Title 42 expires in May and Mr. Mayorkas is trying to cobble together a new policy to handle an expected resurgence.

He touted the success of a program announced in January to allow migrants from four Western Hemisphere nations who lack permission to be in the U.S. to apply for an appointment to check in and enter, rather than jump the border.

He said that’s proved to be wildly successful in tamping down on border numbers over the last couple of months.

Mr. Mayorkas also said the administration has “operational control” of the border — at least according to his own definition.

He said he defines that as “maximizing the resources that we have to deliver the most effective results.”

“The Border Patrol agents and all the personnel of the Department of Homeland Security are doing heroic work in that regard,” the secretary said.

He rejected the definition of “operational control” written into law, which requires detection and deterrence of every attempted illegal entry.

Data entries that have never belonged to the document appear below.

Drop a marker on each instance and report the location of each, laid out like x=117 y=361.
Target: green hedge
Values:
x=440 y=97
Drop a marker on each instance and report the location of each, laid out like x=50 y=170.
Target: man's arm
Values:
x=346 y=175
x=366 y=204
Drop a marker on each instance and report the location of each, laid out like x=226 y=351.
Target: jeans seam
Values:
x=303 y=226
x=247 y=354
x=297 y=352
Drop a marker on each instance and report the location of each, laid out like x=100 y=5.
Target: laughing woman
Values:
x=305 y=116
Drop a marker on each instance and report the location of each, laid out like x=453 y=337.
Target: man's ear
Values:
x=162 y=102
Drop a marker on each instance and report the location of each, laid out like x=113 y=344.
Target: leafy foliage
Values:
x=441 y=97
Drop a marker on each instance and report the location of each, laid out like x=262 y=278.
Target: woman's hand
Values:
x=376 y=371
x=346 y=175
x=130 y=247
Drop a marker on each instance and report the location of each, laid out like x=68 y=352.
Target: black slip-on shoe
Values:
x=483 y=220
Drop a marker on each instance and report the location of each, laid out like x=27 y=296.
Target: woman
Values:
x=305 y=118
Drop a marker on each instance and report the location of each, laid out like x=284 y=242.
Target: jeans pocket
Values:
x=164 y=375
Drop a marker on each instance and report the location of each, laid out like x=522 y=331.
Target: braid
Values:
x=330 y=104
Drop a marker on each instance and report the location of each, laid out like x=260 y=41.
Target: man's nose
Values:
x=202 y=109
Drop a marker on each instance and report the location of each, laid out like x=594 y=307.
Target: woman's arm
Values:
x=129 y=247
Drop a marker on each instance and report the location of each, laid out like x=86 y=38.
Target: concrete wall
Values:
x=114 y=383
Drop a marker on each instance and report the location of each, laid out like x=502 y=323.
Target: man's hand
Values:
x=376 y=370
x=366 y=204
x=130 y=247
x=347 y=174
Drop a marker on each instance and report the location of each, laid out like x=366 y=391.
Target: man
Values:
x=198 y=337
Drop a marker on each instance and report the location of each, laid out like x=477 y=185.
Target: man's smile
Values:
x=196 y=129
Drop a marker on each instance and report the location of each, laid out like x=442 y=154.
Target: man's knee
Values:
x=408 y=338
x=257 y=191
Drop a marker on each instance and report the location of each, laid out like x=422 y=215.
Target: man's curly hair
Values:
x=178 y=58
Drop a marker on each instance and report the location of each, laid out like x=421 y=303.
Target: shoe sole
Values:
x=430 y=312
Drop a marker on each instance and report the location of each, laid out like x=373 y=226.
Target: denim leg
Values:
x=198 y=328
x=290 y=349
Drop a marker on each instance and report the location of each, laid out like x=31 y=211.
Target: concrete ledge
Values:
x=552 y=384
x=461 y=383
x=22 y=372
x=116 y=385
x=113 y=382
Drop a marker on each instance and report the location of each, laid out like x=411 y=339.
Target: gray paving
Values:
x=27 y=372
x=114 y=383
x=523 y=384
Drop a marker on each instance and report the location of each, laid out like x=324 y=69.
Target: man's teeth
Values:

He said under that definition, the border has never been under control.

“Did you just parachute in from another planet, Mr. Secretary? Because you’re the only person in the Milky Way who believes that we’re not having massive, massive illegal immigration into America,” said Sen. John Kennedy, Louisiana Republican.

Republicans pointed out that Raul Ortiz, the nation’s top Border Patrol official, has said the border is not under control, nor is it secure.

In testimony earlier this month he said five of nine sectors along the southwestern boundary are not secure, and neither is one sector on the northern border.

Sen. Mike Lee, Utah Republican, also challenged Mr. Mayorkas over plans to cut the number of detention beds used to hold illegal immigrants.

The Biden budgets for 2023 and 2024 called for 25,000 beds, or 9,000 fewer than Congress has ordered.

But Mr. Mayorkas said those numbers were just part of the story and called those beds a baseline. He said his department has requested a massive contingency fund that he might use to add more beds if he thinks it’s needed.

U.S. Immigration and Customs Enforcement leaves thousands of beds empty every day right now. ICE reported 27,251 people in detention as of Monday, or nearly 7,000 shy of the average daily capacity.